All of these events come ahead of the Reserve Bank of Australia’s (RBA) crucial interest rate decision on February 4th, when we’ll see whether the central bank holds interest rates at 0.75%.

Australian unemployment falls in December

Australian unemployment falls in December

This week we learnt that Australia’s unemployment rate unexpectedly fell by 0.1% in December to 5.1%, according to the Australian Bureau of Statistics (ABS). This was below both economists’ forecasts for 5.2%, as well as November’s result of 5.2%. Australian companies created a bumper 28,900 new jobs last month, exceeding financial markets’ predictions for 15,000 positions.

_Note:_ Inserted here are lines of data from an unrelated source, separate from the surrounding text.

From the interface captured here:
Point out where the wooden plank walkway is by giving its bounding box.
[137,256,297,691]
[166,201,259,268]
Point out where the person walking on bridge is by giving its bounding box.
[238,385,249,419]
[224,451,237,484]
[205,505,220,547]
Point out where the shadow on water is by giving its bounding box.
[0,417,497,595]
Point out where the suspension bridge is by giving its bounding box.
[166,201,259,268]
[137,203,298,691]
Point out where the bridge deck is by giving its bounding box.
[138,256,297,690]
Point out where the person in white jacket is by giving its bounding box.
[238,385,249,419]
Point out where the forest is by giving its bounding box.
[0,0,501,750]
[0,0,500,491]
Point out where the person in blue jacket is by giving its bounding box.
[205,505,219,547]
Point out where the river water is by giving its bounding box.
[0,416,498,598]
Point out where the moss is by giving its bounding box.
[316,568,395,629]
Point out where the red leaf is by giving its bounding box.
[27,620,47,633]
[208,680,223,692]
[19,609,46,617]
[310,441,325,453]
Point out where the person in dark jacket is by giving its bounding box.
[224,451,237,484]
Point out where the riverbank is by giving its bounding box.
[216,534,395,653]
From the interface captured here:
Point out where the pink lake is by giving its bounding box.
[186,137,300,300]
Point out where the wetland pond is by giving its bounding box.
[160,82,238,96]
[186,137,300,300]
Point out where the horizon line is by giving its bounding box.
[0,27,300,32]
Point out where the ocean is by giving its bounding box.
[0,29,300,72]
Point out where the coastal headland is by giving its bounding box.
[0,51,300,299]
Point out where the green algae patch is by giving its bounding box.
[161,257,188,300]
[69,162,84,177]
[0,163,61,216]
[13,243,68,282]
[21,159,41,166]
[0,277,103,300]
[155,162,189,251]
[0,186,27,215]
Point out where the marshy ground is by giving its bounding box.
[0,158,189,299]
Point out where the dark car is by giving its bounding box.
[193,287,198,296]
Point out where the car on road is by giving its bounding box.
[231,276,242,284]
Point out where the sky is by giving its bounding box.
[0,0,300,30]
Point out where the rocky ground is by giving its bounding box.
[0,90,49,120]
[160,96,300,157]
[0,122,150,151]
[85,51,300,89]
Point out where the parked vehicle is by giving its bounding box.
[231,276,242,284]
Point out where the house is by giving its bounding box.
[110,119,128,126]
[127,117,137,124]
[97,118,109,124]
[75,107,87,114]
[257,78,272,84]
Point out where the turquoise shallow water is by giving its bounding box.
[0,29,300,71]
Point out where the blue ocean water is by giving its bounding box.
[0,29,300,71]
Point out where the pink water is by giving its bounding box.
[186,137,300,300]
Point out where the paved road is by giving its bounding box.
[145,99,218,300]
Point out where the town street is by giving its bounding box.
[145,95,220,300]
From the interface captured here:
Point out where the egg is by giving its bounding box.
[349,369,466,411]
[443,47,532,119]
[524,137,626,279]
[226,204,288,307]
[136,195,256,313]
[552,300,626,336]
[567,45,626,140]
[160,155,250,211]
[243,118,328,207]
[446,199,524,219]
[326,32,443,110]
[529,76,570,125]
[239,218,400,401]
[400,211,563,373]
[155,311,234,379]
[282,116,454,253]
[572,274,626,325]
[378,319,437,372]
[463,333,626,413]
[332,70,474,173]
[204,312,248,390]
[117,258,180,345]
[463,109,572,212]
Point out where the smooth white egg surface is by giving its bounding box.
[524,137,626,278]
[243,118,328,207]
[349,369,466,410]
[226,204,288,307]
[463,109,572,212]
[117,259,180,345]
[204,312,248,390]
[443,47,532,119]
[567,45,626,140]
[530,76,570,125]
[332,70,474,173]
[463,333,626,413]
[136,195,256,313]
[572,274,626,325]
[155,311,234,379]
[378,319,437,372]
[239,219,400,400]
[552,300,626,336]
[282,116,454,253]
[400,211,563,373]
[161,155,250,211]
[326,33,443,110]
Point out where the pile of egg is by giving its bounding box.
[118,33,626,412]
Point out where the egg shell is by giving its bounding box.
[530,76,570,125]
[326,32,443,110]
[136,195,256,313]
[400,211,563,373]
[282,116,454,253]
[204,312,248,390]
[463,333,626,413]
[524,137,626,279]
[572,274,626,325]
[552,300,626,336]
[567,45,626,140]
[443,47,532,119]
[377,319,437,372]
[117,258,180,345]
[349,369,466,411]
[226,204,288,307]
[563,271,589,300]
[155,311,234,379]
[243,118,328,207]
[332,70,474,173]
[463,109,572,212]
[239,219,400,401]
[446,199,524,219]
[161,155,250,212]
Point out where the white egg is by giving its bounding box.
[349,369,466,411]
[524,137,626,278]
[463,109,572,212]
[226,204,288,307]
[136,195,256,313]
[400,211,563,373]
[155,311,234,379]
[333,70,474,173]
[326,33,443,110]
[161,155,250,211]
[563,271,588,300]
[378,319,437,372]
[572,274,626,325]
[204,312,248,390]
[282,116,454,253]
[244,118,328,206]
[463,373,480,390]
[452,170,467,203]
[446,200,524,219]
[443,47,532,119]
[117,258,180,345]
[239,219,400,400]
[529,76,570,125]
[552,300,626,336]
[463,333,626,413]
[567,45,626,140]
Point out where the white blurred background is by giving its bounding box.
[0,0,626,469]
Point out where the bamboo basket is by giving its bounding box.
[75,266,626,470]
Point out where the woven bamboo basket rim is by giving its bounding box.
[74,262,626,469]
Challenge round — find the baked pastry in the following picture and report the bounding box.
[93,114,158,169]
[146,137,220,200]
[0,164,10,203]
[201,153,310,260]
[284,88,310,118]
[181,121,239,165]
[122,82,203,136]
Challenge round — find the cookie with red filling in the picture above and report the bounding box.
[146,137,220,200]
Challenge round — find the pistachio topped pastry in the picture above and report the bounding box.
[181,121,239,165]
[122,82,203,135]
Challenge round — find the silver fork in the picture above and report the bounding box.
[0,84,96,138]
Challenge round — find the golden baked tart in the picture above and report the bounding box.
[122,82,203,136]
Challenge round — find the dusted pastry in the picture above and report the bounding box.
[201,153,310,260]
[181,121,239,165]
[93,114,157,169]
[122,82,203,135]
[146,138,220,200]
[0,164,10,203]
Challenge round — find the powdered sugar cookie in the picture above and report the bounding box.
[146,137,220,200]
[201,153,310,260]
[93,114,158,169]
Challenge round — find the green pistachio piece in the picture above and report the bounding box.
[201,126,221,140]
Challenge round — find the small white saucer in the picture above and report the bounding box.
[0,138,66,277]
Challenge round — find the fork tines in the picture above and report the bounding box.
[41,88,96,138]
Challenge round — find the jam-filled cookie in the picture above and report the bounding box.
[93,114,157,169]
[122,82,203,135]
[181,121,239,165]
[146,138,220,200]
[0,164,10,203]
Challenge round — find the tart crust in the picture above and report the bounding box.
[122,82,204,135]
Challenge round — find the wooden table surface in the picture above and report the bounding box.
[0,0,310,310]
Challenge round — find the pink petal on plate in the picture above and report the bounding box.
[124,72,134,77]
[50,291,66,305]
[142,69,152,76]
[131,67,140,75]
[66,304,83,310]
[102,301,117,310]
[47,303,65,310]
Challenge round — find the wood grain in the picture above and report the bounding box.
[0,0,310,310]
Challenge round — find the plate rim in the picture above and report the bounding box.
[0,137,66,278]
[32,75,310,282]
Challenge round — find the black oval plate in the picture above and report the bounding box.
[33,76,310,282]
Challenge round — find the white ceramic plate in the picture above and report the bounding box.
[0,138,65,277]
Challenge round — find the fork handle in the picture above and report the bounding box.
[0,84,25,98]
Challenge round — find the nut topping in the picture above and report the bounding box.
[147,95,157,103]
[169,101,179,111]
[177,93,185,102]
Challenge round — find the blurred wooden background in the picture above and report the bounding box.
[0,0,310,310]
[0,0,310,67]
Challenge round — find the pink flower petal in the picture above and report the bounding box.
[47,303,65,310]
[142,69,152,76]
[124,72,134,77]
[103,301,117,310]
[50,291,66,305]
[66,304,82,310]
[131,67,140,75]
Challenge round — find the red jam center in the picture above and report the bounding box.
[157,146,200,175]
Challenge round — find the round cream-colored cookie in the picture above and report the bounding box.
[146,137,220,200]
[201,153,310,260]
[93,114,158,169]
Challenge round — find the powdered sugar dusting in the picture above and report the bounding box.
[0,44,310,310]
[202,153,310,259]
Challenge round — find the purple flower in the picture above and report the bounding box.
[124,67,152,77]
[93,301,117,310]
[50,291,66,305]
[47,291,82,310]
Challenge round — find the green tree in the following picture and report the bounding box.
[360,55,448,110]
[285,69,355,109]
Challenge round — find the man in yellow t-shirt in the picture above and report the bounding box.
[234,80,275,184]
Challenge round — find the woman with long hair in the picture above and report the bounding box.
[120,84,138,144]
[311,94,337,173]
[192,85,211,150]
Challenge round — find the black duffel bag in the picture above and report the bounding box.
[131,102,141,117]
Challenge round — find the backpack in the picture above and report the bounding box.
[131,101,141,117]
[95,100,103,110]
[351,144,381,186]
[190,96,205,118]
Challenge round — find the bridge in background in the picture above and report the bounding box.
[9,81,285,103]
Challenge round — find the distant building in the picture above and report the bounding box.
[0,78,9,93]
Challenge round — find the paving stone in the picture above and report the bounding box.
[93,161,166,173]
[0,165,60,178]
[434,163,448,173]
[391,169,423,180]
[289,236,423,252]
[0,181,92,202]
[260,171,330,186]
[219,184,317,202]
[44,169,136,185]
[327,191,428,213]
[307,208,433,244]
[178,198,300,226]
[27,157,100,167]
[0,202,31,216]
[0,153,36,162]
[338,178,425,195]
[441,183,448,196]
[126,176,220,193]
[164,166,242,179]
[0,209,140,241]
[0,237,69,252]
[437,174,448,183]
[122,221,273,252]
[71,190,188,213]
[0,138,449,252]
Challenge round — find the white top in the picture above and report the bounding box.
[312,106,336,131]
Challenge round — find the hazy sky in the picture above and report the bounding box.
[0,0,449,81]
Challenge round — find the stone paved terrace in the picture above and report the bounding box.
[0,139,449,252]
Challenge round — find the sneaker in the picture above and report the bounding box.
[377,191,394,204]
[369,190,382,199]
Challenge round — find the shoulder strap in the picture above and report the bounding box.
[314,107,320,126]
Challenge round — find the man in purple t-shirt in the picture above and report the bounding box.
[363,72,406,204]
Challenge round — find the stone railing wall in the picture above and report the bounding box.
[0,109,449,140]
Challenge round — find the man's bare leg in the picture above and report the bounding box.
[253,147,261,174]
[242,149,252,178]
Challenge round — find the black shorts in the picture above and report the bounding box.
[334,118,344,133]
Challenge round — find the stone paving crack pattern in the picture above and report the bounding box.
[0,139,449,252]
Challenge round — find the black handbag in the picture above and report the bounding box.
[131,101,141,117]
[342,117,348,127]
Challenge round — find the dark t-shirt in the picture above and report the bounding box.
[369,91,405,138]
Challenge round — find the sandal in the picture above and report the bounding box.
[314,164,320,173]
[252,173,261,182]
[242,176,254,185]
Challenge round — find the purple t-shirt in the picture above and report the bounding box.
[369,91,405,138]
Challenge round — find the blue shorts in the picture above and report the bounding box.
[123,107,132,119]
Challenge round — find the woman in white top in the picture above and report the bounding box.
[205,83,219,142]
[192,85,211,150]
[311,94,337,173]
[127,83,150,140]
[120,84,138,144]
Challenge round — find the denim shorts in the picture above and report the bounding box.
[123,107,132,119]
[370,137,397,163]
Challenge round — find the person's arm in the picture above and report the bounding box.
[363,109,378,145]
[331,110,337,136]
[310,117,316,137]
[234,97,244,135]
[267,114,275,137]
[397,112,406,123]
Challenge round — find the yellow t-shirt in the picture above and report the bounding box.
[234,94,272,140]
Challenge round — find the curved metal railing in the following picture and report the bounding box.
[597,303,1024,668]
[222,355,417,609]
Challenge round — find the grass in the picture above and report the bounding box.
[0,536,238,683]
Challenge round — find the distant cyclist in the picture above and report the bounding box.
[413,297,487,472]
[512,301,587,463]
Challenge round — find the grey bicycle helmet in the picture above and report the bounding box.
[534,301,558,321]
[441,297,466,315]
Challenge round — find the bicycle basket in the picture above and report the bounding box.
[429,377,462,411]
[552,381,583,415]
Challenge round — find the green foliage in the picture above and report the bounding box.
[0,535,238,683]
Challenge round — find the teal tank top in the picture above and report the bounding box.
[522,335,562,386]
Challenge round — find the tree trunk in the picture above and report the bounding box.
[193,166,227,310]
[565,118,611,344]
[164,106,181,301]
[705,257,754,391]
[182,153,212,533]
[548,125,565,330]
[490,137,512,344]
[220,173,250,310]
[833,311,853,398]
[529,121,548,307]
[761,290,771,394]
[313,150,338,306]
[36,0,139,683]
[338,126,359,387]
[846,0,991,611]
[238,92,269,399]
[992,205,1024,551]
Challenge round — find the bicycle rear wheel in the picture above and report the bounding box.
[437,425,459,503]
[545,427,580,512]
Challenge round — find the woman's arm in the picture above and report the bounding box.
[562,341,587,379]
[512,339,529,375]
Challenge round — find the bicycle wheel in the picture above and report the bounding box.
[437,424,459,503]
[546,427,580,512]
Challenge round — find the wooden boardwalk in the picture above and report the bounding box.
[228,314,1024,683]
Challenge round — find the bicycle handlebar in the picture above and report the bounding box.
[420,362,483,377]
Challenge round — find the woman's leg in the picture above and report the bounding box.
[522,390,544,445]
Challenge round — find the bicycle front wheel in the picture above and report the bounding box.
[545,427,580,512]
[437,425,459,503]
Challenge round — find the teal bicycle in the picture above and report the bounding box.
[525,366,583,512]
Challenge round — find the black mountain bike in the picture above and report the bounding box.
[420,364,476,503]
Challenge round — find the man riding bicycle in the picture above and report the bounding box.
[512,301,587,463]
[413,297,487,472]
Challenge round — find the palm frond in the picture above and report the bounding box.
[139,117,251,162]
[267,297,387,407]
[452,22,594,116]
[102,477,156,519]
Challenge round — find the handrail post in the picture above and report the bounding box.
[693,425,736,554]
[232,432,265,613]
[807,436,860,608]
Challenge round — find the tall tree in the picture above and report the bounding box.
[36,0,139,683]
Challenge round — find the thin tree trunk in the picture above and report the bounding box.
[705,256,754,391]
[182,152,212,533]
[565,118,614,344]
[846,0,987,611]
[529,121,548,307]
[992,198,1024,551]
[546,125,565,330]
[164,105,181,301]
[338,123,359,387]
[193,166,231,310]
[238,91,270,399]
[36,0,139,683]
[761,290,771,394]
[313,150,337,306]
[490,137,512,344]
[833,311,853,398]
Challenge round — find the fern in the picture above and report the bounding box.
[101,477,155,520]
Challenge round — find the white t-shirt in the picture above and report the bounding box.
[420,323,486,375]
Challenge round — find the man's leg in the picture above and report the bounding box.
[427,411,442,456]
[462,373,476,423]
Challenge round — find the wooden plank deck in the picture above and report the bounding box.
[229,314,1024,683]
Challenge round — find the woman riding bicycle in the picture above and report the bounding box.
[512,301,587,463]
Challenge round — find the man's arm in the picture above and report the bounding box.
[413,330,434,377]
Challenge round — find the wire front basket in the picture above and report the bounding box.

This has benefited the Aussie dollar, first because it suggests that Australian companies continued to hire in December, despite the bush fires. Also, this brings joblessness Down Under closer to the RBA’s informal target of 4.5%, which the central bank considers necessary for rising inflation and living standards.

Coronavirus hits Chinaaffect Australia’s economy

However, as I mention, the AUD has weakened this week, despite the upbeat jobs figures. In part, this is because of reports that a coronavirus has hit Chinese cities including Beijing, Shanghai and Wuhan, effecting Asian markets.

This is a similar virus to the SARS that killed almost 800 people in 2003, so could convince the Chinese government to impose a national quarantine. If so, fewer Chinese tourists may visit Australia this year, while China’s appetite for Australia’s exports could fall too, potentially weakening Australia’s economy. This fear has weakened the value of the Aussie.

Looking ahead, all eyes will be on the RBA’s interest rate decision on February 4th, and whether the central bank cuts borrowing costs below 0.75%, or “keeps its powder dry”.